Generative AI in the C-Suite: Redefining Strategy, Innovation & Leadership by Vikash Rungta
Vikash Rungta
Lead Product Manage, Meta & Instructor, StanfordReviews
Transforming Leadership with Generative AI: Insights from Vikash Rungta
In a recent talk, Vikash Rungta, a seasoned expert in generative AI and former Meta executive, shared profound insights into how generative AI is reshaping executive leadership in the corporate world. As we delve into the implications of generative AI for C-suite executives, you'll discover its potential to revolutionize business operations and decision-making.
Understanding Generative AI
Generative AI refers to technology that creates new content, such as text, images, music, and code. It fundamentally differs from traditional AI, which primarily focuses on sorting and analyzing existing data. Generative AI not only produces content but also infuses it with intelligence, providing strategic insights that are readily consumable by leaders.

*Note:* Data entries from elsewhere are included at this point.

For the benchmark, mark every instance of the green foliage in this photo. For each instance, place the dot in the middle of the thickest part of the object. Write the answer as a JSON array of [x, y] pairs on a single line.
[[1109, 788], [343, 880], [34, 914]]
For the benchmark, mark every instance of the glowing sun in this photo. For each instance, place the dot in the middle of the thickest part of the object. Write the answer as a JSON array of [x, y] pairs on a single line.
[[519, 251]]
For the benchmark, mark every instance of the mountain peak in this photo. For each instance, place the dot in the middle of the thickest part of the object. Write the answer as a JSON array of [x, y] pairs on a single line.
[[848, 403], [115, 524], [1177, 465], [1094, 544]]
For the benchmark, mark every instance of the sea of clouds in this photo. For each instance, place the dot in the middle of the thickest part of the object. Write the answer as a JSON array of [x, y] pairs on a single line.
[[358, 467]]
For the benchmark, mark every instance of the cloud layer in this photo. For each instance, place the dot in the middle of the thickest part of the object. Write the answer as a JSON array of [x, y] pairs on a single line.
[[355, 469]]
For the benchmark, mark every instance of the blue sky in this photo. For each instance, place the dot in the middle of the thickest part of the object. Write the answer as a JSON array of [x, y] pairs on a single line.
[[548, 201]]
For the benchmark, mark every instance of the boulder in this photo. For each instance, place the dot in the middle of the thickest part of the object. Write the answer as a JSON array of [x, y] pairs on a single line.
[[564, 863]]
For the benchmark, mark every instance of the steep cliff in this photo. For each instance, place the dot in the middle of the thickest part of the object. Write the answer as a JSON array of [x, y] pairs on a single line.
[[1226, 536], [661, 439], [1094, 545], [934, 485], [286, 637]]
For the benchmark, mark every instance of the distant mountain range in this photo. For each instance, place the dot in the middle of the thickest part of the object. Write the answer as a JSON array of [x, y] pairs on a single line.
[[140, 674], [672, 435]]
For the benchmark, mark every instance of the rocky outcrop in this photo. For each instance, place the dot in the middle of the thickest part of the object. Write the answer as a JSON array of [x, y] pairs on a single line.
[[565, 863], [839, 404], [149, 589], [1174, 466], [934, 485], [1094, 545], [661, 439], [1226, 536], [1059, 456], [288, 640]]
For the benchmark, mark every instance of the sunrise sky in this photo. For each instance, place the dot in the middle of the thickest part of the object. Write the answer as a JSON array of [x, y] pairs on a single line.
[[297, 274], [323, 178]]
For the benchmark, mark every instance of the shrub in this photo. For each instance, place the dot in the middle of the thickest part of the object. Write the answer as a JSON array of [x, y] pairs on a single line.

The Evolution of Leadership Roles
According to Rungta, the rise of generative AI is transforming the traditional roles of executives. Here are some key shifts:
- From Decision Makers to Orchestrators: Executives are evolving from mere decision-makers to orchestrators of technology, managing a mix of human and AI agents.
- Impactful Resource Allocation: Leaders must focus on capital allocation and fostering a company culture that embraces technology.
- Streamlined Operations: Generative AI enables executives to handle routine tasks, allowing them to concentrate on high-impact strategic decisions.
The Strategic Imperative of Generative AI
By 2025, it's projected that 25% of enterprises will implement generative AI. This rapid adoption cycle is compressing what traditionally took a decade into just two years. Rungta emphasizes the importance of staying ahead in this technology wave to avoid being left behind.
Real-World Applications of Generative AI
Rungta shared fascinating use cases of how generative AI is already making a difference:
- Morgan Stanley: Reduced research time from 30 minutes to under 2 minutes with AI-assisted tools, achieving a 93% productivity gain.
- Coca Cola: Utilized AI to generate user-engaged advertisements, significantly enhancing their marketing campaigns.
- American Express: Implemented AI chatbots to streamline customer service, allowing them to resolve issues quickly without human intervention.
Strategic Considerations for Generative AI Adoption
As executives consider how to implement generative AI, Rungta outlines key strategies:
- Build vs. Buy vs. Integrate: Choose whether to build proprietary solutions, purchase existing products, or integrate capabilities based on your company's size and goals. Each option carries its own pros and cons.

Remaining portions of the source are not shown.